Aktuelles


21.07.2026 M+

Marxzell „unechte Teilortswahl“ - Zeit für Veränderung?


Die unechte Teilortswahl ist nach dem baden-württembergischen Kommunalrecht ein besonderes Wahlsystem, das von Gemeinden mit räumlich getrennten Ortsteilen für Gemeinderatswahlen  eingeführt werden kann. 

Wird der Gemeinderat nach diesem Wahlsystem gewählt, sichert die Festlegung einer bestimmten Anzahl von Sitzen jedem Ortsteil(= Wohnbezirk) eine bestimmte Anzahl von Vertretern/-innen im Gemeinderat, zu.
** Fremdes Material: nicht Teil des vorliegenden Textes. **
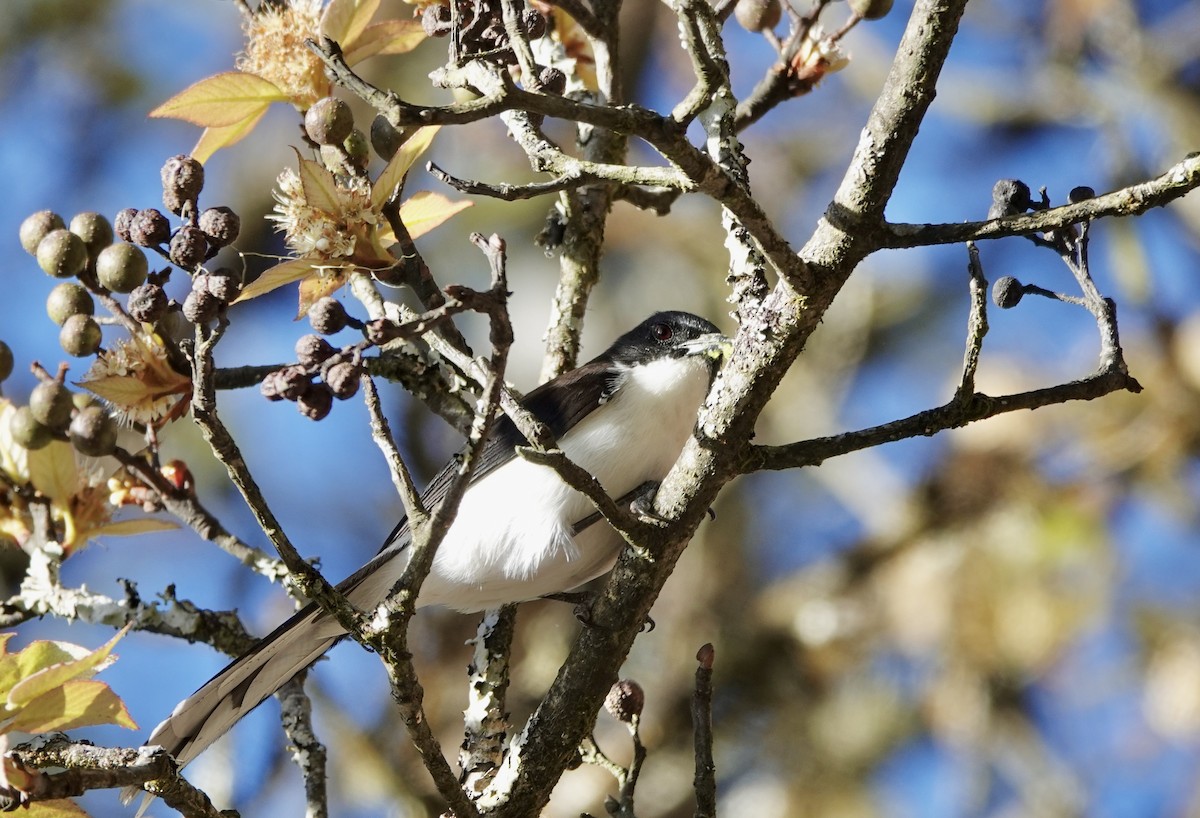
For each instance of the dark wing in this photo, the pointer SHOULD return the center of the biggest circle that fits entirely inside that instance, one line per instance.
(559, 403)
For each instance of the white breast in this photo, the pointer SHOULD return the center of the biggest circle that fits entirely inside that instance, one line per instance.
(511, 539)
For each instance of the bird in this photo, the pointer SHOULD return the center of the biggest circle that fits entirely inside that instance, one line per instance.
(624, 416)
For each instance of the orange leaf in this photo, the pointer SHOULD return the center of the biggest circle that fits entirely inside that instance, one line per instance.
(345, 19)
(425, 210)
(279, 276)
(385, 37)
(318, 287)
(384, 187)
(221, 100)
(78, 703)
(319, 186)
(214, 139)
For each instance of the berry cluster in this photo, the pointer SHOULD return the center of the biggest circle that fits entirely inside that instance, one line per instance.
(322, 372)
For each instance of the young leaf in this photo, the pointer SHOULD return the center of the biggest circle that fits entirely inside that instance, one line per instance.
(345, 19)
(77, 703)
(276, 277)
(57, 674)
(54, 471)
(215, 138)
(394, 173)
(221, 100)
(385, 37)
(319, 186)
(425, 210)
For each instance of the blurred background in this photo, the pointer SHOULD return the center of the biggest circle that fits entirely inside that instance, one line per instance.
(1000, 620)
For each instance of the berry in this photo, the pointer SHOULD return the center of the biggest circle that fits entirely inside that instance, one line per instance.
(189, 247)
(93, 432)
(221, 226)
(183, 179)
(28, 432)
(385, 137)
(316, 402)
(35, 228)
(1007, 292)
(94, 229)
(66, 300)
(201, 306)
(625, 699)
(328, 316)
(121, 268)
(870, 10)
(81, 336)
(124, 221)
(51, 404)
(61, 253)
(329, 121)
(343, 379)
(148, 302)
(6, 361)
(759, 14)
(149, 228)
(312, 349)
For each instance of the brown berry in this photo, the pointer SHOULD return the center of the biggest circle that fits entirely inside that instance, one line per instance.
(61, 253)
(149, 228)
(66, 300)
(625, 699)
(121, 268)
(189, 247)
(35, 228)
(221, 226)
(1007, 292)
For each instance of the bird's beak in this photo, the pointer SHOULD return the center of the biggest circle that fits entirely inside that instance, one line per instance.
(713, 344)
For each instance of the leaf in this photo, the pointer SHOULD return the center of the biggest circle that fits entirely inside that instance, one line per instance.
(221, 100)
(345, 19)
(385, 37)
(394, 173)
(77, 703)
(214, 139)
(425, 210)
(57, 674)
(53, 470)
(125, 528)
(120, 390)
(319, 186)
(277, 276)
(318, 287)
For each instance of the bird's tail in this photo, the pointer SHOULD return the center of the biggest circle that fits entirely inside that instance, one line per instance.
(209, 713)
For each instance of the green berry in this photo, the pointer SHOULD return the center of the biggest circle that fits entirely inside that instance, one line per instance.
(121, 268)
(94, 432)
(329, 121)
(5, 361)
(66, 300)
(35, 228)
(51, 406)
(94, 229)
(28, 432)
(81, 336)
(61, 253)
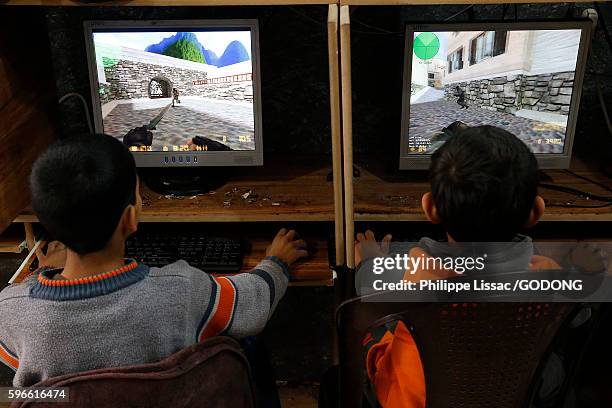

Diese Sonderregelung sollte nach Eingemeindungen den einzugliedernden Ortsteilen zur Wahrung ihrer ortsteilspezifischen Interessen eine Vertretung im Gemeinderat sichern.

Das Wahlsystem wird deshalb als unechte Teilortswahl bezeichnet, weil die Wahlberechtigten unabhängig von ihrem Wohnort Bewerber/-innen jeden Wohnbezirks wählen können.

In der Hauptsatzung (25.01.2021) wurden den Ortsteilen folgende Sitze zugeteilt: 

Pfaffenrot:8, Burbach:5, Schielberg/Frauenalb:4 Marxzell:1 Sitze.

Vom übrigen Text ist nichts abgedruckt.